Database maintenance

There are times when Heroku needs to perform a maintenance on our database instances, for example to apply system updates or upgrade to a newer database server.

We must not let Heroku run maintenances during the maintenance window to avoid disrupting production users (move the maintenance window if necessary). This page contains the instructions on how to perform the maintenance with the minimum amount of disruption.

Primary database

Performing maintenance on the primary database requires us to temporarily put the application in read-only mode. Heroku performs maintenances by creating a hidden database follower and switching over to it, so we need to prevent writes on the primary to let the follower catch up.

Maintenance should take less than 5 minutes of read-only time, but we should still announce it ahead of time on our status page. This is a sample message we can use:

The crates.io team will perform a database maintenance on YYYY-MM-DD from hh:mm to hh:mm UTC.

We expect this to take less than 5 minutes to complete. During maintenance crates.io will only be available in read-only mode: downloading crates and visiting the website will still work, but logging in, publishing crates, yanking crates or changing owners will not work.

Primary Database Checklist

1 hour before the maintenance

  1. Go into the Heroku Scheduler and disable the job enqueueing the downloads count updater. You can "disable" it by changing its schedule not to run during the maintenance window. The job uses a lot of database resources, and we should not run it during maintenance.

5 minutes before the maintenance

  1. Scale the background worker to 0 instances:

    heroku ps:scale -a crates-io background_worker=0
    

At the start of the maintenance

  1. Update the status page with this message:

    Scheduled maintenance on our database is starting.

    We expect this to take less than 5 minutes to complete. During maintenance crates.io will only be available in read-only mode: downloading crates and visiting the website will still work, but logging in, publishing crates, yanking crates or changing owners will not work.

  2. Configure the application to be in read-only mode without the follower:

    heroku config:set -a crates-io READ_ONLY_MODE=1 DB_OFFLINE=follower
    

    The follower is removed because while Heroku tries to prevent connections to the primary database from failing during maintenance we observed that the same does not apply to the follower database, and there could be brief periods while the follower is not available.

  3. Confirm the application is in read-only mode by trying to publish a crate and logging in.

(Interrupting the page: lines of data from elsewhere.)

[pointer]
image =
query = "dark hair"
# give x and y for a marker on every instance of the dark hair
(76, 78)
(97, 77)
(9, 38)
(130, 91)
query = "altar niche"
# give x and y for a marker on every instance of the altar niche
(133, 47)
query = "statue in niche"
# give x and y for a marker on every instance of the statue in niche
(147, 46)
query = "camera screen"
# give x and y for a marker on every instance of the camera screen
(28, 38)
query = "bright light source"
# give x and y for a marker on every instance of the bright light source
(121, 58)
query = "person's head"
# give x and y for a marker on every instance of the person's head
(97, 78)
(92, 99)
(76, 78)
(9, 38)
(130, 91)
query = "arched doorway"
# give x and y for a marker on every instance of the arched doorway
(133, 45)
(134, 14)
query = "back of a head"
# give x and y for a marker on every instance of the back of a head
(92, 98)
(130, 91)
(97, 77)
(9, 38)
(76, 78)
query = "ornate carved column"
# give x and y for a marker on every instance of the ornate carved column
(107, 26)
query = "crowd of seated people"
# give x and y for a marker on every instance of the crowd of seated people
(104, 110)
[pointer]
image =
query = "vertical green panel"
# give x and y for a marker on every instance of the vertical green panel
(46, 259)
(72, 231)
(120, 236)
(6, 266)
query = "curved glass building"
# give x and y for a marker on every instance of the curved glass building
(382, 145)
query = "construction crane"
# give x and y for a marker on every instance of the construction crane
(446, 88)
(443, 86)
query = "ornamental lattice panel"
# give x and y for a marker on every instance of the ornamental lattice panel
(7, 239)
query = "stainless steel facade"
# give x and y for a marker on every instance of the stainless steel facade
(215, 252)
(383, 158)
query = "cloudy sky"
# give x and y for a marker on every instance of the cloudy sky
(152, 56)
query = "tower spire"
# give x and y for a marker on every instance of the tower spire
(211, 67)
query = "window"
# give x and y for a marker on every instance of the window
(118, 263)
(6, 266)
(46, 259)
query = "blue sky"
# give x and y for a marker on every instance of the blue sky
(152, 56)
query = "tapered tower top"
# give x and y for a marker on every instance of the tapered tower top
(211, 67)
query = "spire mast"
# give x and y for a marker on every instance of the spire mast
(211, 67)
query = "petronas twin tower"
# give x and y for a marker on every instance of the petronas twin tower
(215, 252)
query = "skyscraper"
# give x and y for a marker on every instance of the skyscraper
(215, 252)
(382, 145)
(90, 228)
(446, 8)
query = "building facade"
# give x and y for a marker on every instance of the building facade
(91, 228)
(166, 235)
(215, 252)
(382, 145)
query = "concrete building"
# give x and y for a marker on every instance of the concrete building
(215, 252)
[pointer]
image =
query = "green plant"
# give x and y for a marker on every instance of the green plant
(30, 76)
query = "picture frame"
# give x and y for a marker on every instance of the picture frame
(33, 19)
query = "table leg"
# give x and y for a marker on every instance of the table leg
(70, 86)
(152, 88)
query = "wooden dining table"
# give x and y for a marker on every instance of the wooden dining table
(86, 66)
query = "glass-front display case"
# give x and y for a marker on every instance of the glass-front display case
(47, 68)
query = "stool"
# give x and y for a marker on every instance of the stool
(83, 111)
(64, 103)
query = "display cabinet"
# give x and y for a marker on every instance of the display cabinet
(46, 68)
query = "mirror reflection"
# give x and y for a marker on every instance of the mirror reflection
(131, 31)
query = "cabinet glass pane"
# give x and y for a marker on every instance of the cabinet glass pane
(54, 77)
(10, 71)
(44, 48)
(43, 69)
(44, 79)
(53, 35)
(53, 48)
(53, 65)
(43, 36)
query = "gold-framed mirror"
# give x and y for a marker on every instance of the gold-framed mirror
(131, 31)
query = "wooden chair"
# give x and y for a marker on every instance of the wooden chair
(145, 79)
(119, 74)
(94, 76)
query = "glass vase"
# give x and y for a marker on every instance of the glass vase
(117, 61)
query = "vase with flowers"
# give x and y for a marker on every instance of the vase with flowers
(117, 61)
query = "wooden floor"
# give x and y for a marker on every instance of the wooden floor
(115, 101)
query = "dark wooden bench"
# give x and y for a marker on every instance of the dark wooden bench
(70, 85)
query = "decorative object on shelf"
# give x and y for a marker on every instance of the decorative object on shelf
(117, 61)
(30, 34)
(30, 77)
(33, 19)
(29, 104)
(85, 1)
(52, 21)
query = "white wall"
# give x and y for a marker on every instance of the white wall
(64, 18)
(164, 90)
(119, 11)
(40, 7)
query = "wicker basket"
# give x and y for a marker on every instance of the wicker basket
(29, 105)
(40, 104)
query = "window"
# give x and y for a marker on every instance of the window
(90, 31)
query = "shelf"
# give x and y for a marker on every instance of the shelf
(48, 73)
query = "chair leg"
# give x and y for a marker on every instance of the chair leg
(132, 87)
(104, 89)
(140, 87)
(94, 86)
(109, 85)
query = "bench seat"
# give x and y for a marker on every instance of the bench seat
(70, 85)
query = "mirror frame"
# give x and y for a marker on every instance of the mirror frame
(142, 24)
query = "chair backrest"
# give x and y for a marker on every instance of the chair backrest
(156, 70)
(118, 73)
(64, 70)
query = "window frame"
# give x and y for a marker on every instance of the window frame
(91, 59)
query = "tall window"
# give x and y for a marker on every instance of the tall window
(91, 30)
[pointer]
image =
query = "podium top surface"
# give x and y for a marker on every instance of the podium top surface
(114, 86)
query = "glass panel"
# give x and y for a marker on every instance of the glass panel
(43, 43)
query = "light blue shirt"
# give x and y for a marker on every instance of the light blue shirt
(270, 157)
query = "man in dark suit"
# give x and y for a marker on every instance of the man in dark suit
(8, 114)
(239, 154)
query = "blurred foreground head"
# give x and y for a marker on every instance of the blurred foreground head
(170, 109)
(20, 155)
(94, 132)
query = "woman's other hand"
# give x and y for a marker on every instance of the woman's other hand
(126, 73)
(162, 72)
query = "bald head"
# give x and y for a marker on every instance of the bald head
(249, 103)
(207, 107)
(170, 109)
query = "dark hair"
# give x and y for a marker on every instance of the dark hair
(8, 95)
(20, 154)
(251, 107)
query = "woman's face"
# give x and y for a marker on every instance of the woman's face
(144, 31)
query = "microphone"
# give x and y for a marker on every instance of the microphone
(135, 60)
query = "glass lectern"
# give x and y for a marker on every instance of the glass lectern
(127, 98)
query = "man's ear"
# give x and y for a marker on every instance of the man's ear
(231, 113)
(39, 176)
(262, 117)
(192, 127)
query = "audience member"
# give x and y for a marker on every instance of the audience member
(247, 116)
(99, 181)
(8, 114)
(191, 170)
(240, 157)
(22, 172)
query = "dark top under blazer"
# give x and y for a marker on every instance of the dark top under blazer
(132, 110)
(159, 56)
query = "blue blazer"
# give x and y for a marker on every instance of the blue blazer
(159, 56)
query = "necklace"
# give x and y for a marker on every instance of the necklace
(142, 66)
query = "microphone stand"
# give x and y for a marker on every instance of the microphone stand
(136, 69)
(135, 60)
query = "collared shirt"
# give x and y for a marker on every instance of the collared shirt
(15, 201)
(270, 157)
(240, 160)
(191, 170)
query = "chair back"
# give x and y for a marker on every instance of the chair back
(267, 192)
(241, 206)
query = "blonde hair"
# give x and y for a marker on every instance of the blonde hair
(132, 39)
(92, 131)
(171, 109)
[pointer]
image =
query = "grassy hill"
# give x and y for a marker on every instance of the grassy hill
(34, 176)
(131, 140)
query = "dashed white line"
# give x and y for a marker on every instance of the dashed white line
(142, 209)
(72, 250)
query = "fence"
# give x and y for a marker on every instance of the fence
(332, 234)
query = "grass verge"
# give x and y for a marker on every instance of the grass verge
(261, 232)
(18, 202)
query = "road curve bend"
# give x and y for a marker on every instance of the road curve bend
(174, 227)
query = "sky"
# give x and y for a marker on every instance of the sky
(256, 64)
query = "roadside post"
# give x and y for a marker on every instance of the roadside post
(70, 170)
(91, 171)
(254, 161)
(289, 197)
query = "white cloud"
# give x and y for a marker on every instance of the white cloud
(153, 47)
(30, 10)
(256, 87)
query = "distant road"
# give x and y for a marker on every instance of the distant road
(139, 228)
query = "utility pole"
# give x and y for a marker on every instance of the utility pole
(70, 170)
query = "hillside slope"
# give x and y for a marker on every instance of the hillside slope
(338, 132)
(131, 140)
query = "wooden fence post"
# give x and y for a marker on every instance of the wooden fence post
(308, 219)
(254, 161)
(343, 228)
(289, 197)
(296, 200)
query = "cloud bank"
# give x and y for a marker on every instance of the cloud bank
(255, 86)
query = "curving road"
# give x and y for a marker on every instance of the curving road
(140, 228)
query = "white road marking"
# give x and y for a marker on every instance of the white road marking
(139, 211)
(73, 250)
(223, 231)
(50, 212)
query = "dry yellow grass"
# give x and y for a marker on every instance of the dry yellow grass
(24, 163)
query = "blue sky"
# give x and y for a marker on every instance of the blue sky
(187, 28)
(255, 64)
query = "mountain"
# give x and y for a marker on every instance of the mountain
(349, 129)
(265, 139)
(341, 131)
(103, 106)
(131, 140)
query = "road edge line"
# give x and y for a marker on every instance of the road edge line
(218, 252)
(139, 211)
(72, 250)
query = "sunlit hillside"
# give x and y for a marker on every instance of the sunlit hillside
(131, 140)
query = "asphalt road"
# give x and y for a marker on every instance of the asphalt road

  4. Run the database maintenance:

    heroku pg:maintenance:run --force -a crates-io
    
  5. Confirm all the databases are online:

    heroku pg:info -a crates-io
    
  6. Confirm the primary database fully recovered (should output false):

    echo "SELECT pg_is_in_recovery();" | heroku pg:psql -a crates-io DATABASE
    
  7. Switch off read-only mode:

    heroku config:unset -a crates-io READ_ONLY_MODE
    

    WARNING: the Heroku Dashboard's UI is misleading when removing an environment variable. A red badge with a "-" (minus) in it means the variable was successfully removed, it doesn't mean removing the variable failed. Failures are indicated with a red badge with a "x" (cross) in it.

  8. Confirm the application is working by trying to publish a crate and logging in.

  9. Update the status page and mark the maintenance as completed with this message:

    Scheduled maintenance finished successfully.

    The message is posted right now and not at the end because this is when production users are not impacted by the maintenance anymore.

  10. Scale the background worker up again:

    heroku ps:scale -a crates-io background_worker=1
    
  11. Confirm the follower database is available:

    echo "SELECT 1;" | heroku pg:psql -a crates-io READ_ONLY_REPLICA
    
  12. Enable connections to the follower:

    heroku config:unset -a crates-io DB_OFFLINE
    
  13. Re-enable the background job disabled during step 1.

Follower database

Instructions and checklists for follower database maintenace aren't written yet.